Chapter 3 Dmitry

Dmitry

Ikilled the engine three kilometers outside St. Petersburg and let the silence swallow the space.

The old slaughterhouse stood in the dark distance like a rotting cathedral. The red brick was weathered and aged, all the windows long since broken, and the loading bays hung open like the building was screaming for help.

I bought the property twenty years ago with blood money and turned it into a house of horrors. A tomb no one ever left.

Tonight, it would hold something I never planned on taking or keeping.

Snow hissed against the windshield. Zoya was still out cold, silent and unmoving. I climbed out, boots crunching on frozen gravel, and opened the rear door.

After removing the linens from the laundry cart, I stared at her. Zoya Ivanova lay exactly where I’d left her. Her wrists and ankles were still zip-tied, and her mouth sealed with tape, an obscene sight contrasting with the diamonds glittering at her neck.

Her chest rose and fell, slow and easy. The pulse at her throat fluttered like a trapped bird.

I brushed my finger along her cheek. Her skin was like silk and ice. Her ivory gown had ridden up during the drive, exposing the long, pale line of one thigh.

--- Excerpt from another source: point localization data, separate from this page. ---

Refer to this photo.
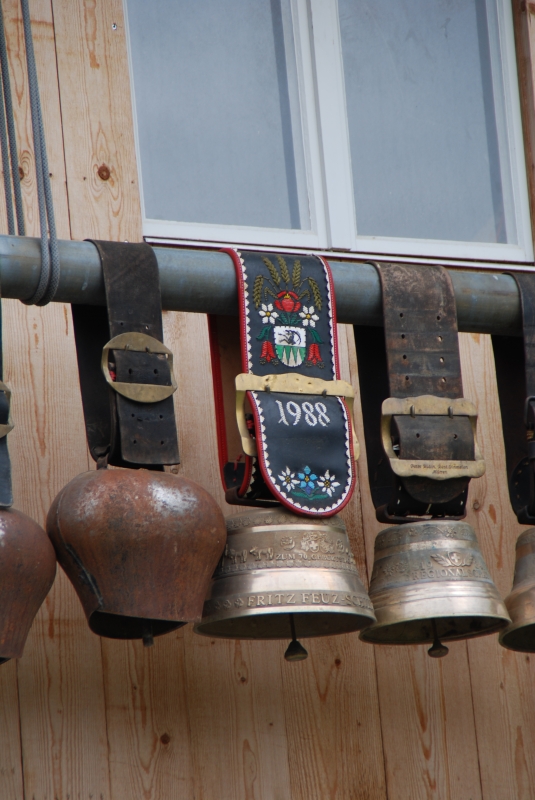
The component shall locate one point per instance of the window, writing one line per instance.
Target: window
(359, 125)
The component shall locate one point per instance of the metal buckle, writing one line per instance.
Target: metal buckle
(288, 383)
(138, 343)
(429, 405)
(8, 426)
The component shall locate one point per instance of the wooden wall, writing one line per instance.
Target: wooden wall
(83, 718)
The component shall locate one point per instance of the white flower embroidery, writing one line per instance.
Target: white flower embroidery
(288, 480)
(327, 483)
(308, 316)
(267, 313)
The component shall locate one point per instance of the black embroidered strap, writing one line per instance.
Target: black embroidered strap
(515, 371)
(421, 450)
(297, 437)
(127, 382)
(6, 492)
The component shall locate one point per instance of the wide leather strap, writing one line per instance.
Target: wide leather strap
(128, 424)
(515, 372)
(416, 363)
(6, 491)
(296, 433)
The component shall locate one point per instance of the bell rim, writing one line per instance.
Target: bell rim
(299, 611)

I lifted her as if she weighed nothing and carried her through the loading bay. The air inside hit like a fist. The memories of raw meat, bleach, and twenty-year-old blood were forever baked into the concrete and steel.

Chains hung from overhead rails, rusted meat hooks swaying in the draft. I walked past them all to the converted freezer room at the back.

Steel door. Biometric lock I’d installed myself. I unlocked it, and it opened with silent fluidity.

Inside, the walls were lined with stainless-steel tables, drains in the floor, and one drainpipe bolted to the far wall.

I’d killed in here, cleaned bodies, and carved them up for fun… to teach lessons about betrayal.

What was new for me was keeping someone alive here.

I laid her on the floor. The gown pooled around her like spilled cream. It was hard not to notice the way her nipples hardened against the cold in the air. The building wasn’t heated. It helped in keeping the blood flow to a minimum.

I sliced through the zip ties binding her ankles, freeing her legs just enough for limited movement.

But for her wrists, I replaced the flimsy plastic with metal handcuffs, snapping them shut.

I threaded a sturdy chain through the cuff links next, securing it with a padlock to the rusted drainpipe overhead.

The length was deliberate. It was short enough that she could stand up but her movement was limited.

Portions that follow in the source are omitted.